Structural origins of aminoglycoside specificity for prokaryotic ribosomes.
Lynch, S.R., Puglisi, J.D.(2001) J Mol Biol 306: 1037-1058
- PubMed: 11237617 
- DOI: https://doi.org/10.1006/jmbi.2000.4420
- Primary Citation of Related Structures:  
1FYP - PubMed Abstract: 
Aminoglycoside antibiotics, including paromomycin, neomycin and gentamicin, target a region of highly conserved nucleotides in the decoding region aminoacyl-tRNA site (A site) of 16 S rRNA on the 30 S subunit. Change of a single nucleotide, A1408 to G, reduces the affinity of many aminoglycosides for the ribosome; G1408 distinguishes between prokaryotic and eukaryotic ribosomes. The structures of a prokaryotic decoding region A-site oligonucleotide free in solution and bound to the aminoglycosides paromomycin and gentamicin C1a were determined previously.
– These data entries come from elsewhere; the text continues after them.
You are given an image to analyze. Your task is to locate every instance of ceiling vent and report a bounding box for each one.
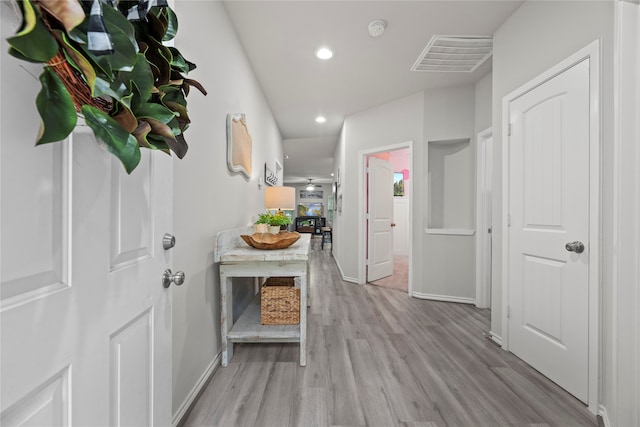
[411,35,493,73]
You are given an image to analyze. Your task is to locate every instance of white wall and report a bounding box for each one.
[491,1,615,422]
[333,92,424,282]
[414,85,476,302]
[474,73,493,134]
[173,0,282,422]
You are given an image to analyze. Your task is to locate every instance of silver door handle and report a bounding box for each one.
[564,240,584,254]
[162,268,185,288]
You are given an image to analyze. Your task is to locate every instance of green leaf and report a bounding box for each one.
[82,105,140,173]
[134,102,176,124]
[7,0,58,62]
[162,7,178,42]
[94,53,153,108]
[36,67,78,145]
[52,30,99,93]
[169,47,189,74]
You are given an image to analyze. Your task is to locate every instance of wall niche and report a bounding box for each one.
[425,138,475,235]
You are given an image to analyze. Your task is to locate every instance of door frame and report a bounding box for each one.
[358,141,414,297]
[501,40,601,414]
[476,127,493,308]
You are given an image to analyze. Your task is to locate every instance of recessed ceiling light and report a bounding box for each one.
[368,19,387,37]
[316,47,333,59]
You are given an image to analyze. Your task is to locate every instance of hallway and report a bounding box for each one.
[182,242,598,427]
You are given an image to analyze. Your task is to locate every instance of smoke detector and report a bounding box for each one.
[369,19,387,37]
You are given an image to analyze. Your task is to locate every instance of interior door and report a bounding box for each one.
[507,59,590,402]
[476,133,493,308]
[367,157,393,282]
[0,7,172,426]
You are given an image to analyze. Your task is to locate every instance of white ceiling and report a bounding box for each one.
[225,0,523,186]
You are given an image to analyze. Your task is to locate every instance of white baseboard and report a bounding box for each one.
[598,405,612,427]
[333,256,358,284]
[171,352,222,427]
[412,292,476,304]
[489,331,502,347]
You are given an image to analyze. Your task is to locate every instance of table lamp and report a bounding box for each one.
[264,186,296,212]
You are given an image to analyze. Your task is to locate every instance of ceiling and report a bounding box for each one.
[224,0,523,183]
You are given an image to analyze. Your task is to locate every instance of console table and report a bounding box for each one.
[214,227,311,366]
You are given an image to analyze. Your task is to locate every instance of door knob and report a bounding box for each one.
[162,268,184,288]
[564,240,584,254]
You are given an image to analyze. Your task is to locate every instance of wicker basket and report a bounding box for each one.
[260,277,300,325]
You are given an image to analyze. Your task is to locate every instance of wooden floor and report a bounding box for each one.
[369,255,409,292]
[182,242,598,427]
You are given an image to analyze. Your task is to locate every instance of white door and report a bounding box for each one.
[367,157,393,282]
[476,131,493,308]
[0,7,172,427]
[508,59,590,401]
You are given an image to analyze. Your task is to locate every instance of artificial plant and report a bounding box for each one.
[7,0,206,173]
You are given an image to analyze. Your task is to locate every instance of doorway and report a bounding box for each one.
[359,142,413,295]
[476,128,493,308]
[502,42,600,411]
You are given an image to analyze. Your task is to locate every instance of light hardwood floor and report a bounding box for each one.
[369,255,409,292]
[182,242,598,427]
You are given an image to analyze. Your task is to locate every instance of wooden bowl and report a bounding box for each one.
[240,231,300,249]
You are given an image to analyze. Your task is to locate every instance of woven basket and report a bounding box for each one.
[260,277,300,325]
Here, the structure of a eukaryotic decoding region A-site oligonucleotide bound to paromomycin has been determined using NMR spectroscopy and compared to the prokaryotic A-site-paromomycin structure. A conformational change in three adenosine residues of an internal loop, critical for high-affinity antibiotic binding, was observed in the prokaryotic RNA-paromomycin complex in comparison to its free form. This conformational change is not observed in the eukaryotic RNA-paromomycin complex, disrupting the binding pocket for ring I of the antibiotic. The lack of the conformational change supports footprinting and titration calorimetry data that demonstrate approximately 25-50-fold weaker binding of paromomycin to the eukaryotic decoding-site oligonucleotide. Neomycin, which is much less active against Escherichia coli ribosomes with an A1408G mutation, binds non-specifically to the oligonucleotide. These results suggest that eukaryotic ribosomal RNA has a shallow binding pocket for aminoglycosides, which accommodates only certain antibiotics.
Organizational Affiliation: 
Department of Structural Biology, Stanford University School of Medicine, Stanford, CA 94305-5126, USA.